Эмоции поднялись в горле Дженнера, и он проговорил сквозь ком:
— У меня не было ковена. — Слова оставили пустоты в его груди.
Брия нахмурилась.
— Как такое возможно?
Она жила в ковене и не могла понять, как он мог не принадлежать какому-то.
— Ты видишь хорошее в каждом, Виатон. Кто-то, кто сделал то, что сделал я, не достоин тебя.
— Как ты можешь так говорить? Дженнер… — мягкие эмоции в ее голосе опустошили его, — … я знаю твою душу, и она прекрасна.
— Я убивал. — Он сказал это. Сорвал пластырь с прошлого и обнажился перед ней двумя маленькими словами. — Я убивал бессмысленно и бесконтрольно. Я скрывался от тебя ради твоей же безопасности. Мой контроль… я непостоянен, Брия. Я не переживу, если причиню тебе боль. Я опозорил свою семью, себя, и буду нести следы этого позора вечно. Я не могу навлечь стыд и на тебя… или того хуже.
Брия посмотрела ему в глаза. Она протянула руку, и Дженнер вздрогнул, когда мягкие подушечки пальцев проследили струйно-черный узор, который красовался на его торсе. Ее мягкость была почти больше, чем он мог вынести.
— Кто-то сделал это с тобой, чтобы опозорить тебя?
— Это было предупреждение, — ответил Дженнер. — Любому ковену, у которого мог возникнуть соблазн принять меня или мою семью.
Ее голос был чуть больше шепота.
— Почему?
— Я убил члена своего ковена. Я опустошил ее. Я отдался кровожадности и пил из нее, пока ее сердце не перестало биться.
— Дампиры не испытывают кровожадности. — Дрожь в ее словах, страх в запахе, обжигали Дженнера.
— Так и есть, — категорически ответил он. — У меня всегда были большие аппетиты. Я не хотел ничего больше, чем быть обращенным. Я был одержим этим. Я вел себя как вампир задолго до того, как стал им. Я потерялся в моменте, в силе, которую чувствовал и к которым тянулся. Я проколол кожу ее горла и открыл вену. Я пил из нее, пока ее тело не обмякло у меня в руках. Вампирский лорд, который управлял нашим ковеном, заявил, что если я когда-нибудь обращусь, то стану монстром, которого придется уничтожить. Моя семья была изгнана. И как предупреждение любому ковену, который может попытаться дать нам убежище, мое тело было помечено. Из-за моей неосмотрительности отец — могущественный военачальник вампиров — лишился своей репутации. Мы никогда не были богаты, и если бы не его мастерство в качестве бойца, наша семья была бы самой низшей из низших. Наше изгнание стало ударом, от которого отец так и не оправился. Он вышел на солнечный свет и прекратил существование, оставив мать заботиться о нас. С этого момента наш род опустился по иерархии. Даже мои сестры были прокляты оставаться дампирами. Ни одна из них не получила дар обращения из-за меня.

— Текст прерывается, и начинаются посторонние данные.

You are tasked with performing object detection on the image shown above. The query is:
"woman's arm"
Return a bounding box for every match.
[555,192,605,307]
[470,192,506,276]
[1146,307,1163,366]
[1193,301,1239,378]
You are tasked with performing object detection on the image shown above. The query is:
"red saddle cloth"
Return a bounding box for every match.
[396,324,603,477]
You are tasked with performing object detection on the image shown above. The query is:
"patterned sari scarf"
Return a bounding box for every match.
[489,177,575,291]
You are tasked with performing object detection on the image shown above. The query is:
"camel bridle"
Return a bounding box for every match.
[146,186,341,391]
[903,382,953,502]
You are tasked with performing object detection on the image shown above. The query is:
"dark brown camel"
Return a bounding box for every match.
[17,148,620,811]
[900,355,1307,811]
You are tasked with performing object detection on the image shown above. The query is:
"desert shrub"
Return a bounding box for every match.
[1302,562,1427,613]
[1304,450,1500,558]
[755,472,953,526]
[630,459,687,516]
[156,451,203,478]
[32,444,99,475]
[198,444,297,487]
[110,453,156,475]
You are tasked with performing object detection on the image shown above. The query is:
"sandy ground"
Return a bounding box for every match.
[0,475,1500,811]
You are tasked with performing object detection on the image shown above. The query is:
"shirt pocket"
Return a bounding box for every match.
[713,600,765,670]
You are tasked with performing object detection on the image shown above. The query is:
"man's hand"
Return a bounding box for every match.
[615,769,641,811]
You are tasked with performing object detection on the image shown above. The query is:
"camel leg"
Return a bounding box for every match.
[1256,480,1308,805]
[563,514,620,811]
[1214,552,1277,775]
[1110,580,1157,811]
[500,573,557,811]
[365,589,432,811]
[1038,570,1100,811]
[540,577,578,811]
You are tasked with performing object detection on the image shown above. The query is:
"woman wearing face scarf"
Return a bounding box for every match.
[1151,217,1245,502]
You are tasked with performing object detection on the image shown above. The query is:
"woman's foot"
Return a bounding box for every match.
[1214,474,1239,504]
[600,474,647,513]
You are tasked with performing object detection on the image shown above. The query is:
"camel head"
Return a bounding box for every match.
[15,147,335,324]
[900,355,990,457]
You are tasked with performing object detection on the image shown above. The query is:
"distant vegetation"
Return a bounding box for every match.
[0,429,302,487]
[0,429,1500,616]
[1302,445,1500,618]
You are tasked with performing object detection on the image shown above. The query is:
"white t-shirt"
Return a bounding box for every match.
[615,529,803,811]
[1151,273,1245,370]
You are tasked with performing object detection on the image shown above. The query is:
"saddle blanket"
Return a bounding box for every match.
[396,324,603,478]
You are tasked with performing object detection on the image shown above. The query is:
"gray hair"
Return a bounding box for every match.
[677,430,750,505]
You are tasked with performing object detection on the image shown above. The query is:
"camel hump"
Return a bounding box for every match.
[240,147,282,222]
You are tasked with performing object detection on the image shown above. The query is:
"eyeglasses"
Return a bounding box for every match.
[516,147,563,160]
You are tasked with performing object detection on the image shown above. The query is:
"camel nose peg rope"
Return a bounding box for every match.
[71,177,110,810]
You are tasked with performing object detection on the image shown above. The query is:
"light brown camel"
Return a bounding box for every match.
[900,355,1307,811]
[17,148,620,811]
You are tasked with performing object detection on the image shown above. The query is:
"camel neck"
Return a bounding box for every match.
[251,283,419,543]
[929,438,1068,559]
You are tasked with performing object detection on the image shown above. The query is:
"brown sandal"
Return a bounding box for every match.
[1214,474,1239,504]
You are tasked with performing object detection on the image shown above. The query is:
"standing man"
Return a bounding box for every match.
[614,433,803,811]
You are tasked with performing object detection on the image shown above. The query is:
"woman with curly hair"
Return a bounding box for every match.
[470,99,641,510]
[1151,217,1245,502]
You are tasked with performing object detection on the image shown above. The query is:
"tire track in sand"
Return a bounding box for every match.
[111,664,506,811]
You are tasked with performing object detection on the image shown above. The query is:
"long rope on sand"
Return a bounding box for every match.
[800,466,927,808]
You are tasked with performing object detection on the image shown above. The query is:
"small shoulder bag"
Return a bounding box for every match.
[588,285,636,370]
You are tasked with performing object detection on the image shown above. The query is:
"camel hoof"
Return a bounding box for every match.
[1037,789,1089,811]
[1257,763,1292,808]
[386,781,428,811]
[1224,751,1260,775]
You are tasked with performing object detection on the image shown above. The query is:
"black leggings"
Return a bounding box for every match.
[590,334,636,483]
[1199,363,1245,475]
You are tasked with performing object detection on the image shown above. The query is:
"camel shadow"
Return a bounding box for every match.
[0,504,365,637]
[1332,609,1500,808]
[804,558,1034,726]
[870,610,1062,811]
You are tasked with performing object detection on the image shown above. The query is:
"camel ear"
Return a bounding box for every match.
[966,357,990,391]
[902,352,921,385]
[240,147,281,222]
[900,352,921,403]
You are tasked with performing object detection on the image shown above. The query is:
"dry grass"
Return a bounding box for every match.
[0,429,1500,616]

Брия поднялась на локте, чтобы изучить его лицо. Беспокойство, омрачавшее ее лоб, пронзило его сердце.
— Я никогда о таком не слышала. Сколько тебе было, когда это случилось?
— Шестнадцать.
— Дженнер, — тихо сказала Брия. — Ты был всего лишь ребенком.
— Не тогда, — ответил он. — Не в глазах ковена.
Брия потянулась, чтобы погладить его по щеке.
— Дядя говорил, что ты сказал ему, что мы все животные. Я знаю жажду, желания, которые захватывают меня без причин. Я верю, что мы — существа, ведомые инстинктом. Ты совершил ошибку, и вся твоя семья была разрушена из-за этого. Это так несправедливо.
— Ты знатного происхождения, Виатон, — с любовью сказал Дженнер. — Ты существовала без борьбы. И ты такая молодая. У меня всегда были проблемы с контролем. Я мог бы стать монстром, которого они боялись, если бы меня обратили годы назад. Это было справедливое решение. Такое же решение приняли бы и твой дядя и твой отец, если бы они оказались в том же положении. Я был наказан, чтобы защитить ковены.
— Я родилась в разгар убийств, — сказала Брия. — Я не настолько молода.
Дженнер улыбнулся. Он проследил подушечками пальцев по ее нежной скуле.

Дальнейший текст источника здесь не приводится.